[Date Prev][Date Next][Thread Prev][Thread Next][Date Index][Thread Index]

20211026: Re: [conduit] 20210830: Re: High CONDUIT latencies from vm-lnx-conduit2.ncep.noaa.gov



Hi Kevin, Pete, et. al,

On 10/26/21 12:05, Tyle, Kevin R wrote:
Hi everyone, over the past several days we’ve noticed another big degradation of GFS data receipt via CONDUIT. Pete, can you confirm the same on your end?

We can confirm that we are seeing the same high latencies as you
are.  Here is the CONDUIT latency plot for the machine that we use
to REQUEST CONDUIT from NCEP:

https://rtstats.unidata.ucar.edu/cgi-bin/rtstats/iddstats_nc?CONDUIT+conduit.unidata.ucar.edu

During the somewhat recently held LDM virtual training workshop, we
had the opportunity to work with some of the folks that maintain
the top level CONDUIT source machines in NCEP, and we believe that
we identified the cause for the products that are not making it into
the CONDUIT feed - there is not enough memory (RAM) on the virtual
machines to allow for the LDM queue size to be increased enough for
all of the data to be sent during volume peaks.  This issue was
discussed during one of the recently held virtual User Committee
meetings, and we were advised that it may not be possible to upgrade/
redo the virtual machines until sometime in 2022.  Our NOAA contact
was going to see if something could be done earlier than this, but
we have not heard whether or not this will be possible.

if the memory can not be increased on the NCEP CONDUIT source
machines, the option on the table is to reduce the CONDUIT
content.  Since the volume in CONDUIT is _heavily_ dominated by
GFS 0.25 degree data, it would seem that would need to be reduced,
possibly by including fewer forecast hours.

We are not happy with the current situation (a massive understatement),
but we are not in a position to affect the change(s) that are needed
to return CONDUIT to full functionality.

Cheers,

Tom

_________________________________________________

*From:* conduit <address@hidden> *On Behalf Of *Pete Pokrandt via conduit
*Sent:* Tuesday, August 31, 2021 12:47 PM
*To:* Jesse Marks - NOAA Affiliate <address@hidden>; address@hidden
*Cc:* _NWS NCEP NCO Dataflow <address@hidden>; Anne Myckow - NOAA Federal <address@hidden>; address@hidden; address@hidden *Subject:* Re: [conduit] 20210830: Re: High CONDUIT latencies from vm-lnx-conduit2.ncep.noaa.gov

Thanks for the update, Jesse.
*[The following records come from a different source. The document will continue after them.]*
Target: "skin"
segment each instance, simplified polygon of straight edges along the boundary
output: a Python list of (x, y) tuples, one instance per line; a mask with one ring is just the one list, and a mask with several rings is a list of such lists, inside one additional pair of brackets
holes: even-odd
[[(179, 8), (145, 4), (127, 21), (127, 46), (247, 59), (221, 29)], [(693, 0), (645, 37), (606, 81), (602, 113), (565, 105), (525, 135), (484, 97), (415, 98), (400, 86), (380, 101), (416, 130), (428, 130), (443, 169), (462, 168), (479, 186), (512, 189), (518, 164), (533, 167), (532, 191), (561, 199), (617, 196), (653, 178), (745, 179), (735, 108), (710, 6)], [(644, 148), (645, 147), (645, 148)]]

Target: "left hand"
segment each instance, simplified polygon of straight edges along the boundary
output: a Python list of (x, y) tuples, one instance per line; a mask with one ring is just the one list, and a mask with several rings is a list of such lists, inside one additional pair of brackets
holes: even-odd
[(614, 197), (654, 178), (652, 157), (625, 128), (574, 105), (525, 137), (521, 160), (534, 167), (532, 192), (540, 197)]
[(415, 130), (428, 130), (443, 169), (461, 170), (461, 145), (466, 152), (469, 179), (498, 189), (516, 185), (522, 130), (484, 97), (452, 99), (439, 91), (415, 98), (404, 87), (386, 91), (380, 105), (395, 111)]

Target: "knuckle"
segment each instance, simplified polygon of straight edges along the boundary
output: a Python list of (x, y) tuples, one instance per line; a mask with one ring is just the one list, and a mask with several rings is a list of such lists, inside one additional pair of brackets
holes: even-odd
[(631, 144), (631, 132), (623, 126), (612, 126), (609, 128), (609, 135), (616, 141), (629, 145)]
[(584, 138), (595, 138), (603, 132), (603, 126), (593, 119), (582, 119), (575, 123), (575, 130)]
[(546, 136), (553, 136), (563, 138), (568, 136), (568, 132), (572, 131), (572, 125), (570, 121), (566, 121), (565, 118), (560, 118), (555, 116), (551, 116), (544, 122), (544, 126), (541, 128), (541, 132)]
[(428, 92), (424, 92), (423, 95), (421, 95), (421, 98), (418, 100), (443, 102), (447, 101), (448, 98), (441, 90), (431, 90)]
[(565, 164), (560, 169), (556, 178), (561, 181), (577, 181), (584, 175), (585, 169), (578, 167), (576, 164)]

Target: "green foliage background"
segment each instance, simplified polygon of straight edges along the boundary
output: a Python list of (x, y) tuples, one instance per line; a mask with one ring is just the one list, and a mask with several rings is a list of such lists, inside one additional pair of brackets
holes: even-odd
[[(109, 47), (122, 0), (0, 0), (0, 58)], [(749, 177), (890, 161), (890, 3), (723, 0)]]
I can confirm that we are seeing smaller lags originating from conduit2, and since yesterday's 18 UTC run, I don't think we have missed any data here at UW-Madison.

Kevin Tyle, how's your reception been at Albany since the 18 UTC run yesterday?

Pete

-----
Pete Pokrandt - Systems Programmer
UW-Madison Dept of Atmospheric and Oceanic Sciences
608-262-3086  - address@hidden <mailto:address@hidden>

------------------------------------------------------------------------

*From:*Jesse Marks - NOAA Affiliate <address@hidden <mailto:address@hidden>>
*Sent:* Tuesday, August 31, 2021 10:26 AM
*To:* address@hidden <mailto:address@hidden> <address@hidden <mailto:address@hidden>> *Cc:* Pete Pokrandt <address@hidden <mailto:address@hidden>>; Anne Myckow - NOAA Federal <address@hidden <mailto:address@hidden>>; address@hidden <mailto:address@hidden> <address@hidden <mailto:address@hidden>>; address@hidden <mailto:address@hidden> <address@hidden <mailto:address@hidden>>; _NWS NCEP NCO Dataflow <address@hidden <mailto:address@hidden>> *Subject:* Re: 20210830: Re: High CONDUIT latencies from vm-lnx-conduit2.ncep.noaa.gov

Thanks for the quick reply, Tom.  Looking through our conduit2 logs, we began seeing sends of product from our conduit2 to conduit1 machine after we restarted the LDM server on conduit2 yesterday.  It appears latencies improved fairly significantly at that time:

However we still do not see direct sends from conduit2 to external LDMs.  Our server team is currently looking into the TCP service issue that appears to be causing this problem.

Thanks,

Jesse

On Mon, Aug 30, 2021 at 7:49 PM Tom Yoksas <address@hidden <mailto:address@hidden>> wrote:

    Hi Jesse,

    On 8/30/21 5:16 PM, Jesse Marks - NOAA Affiliate wrote:
     > Quick question:  how are you computing these latencies?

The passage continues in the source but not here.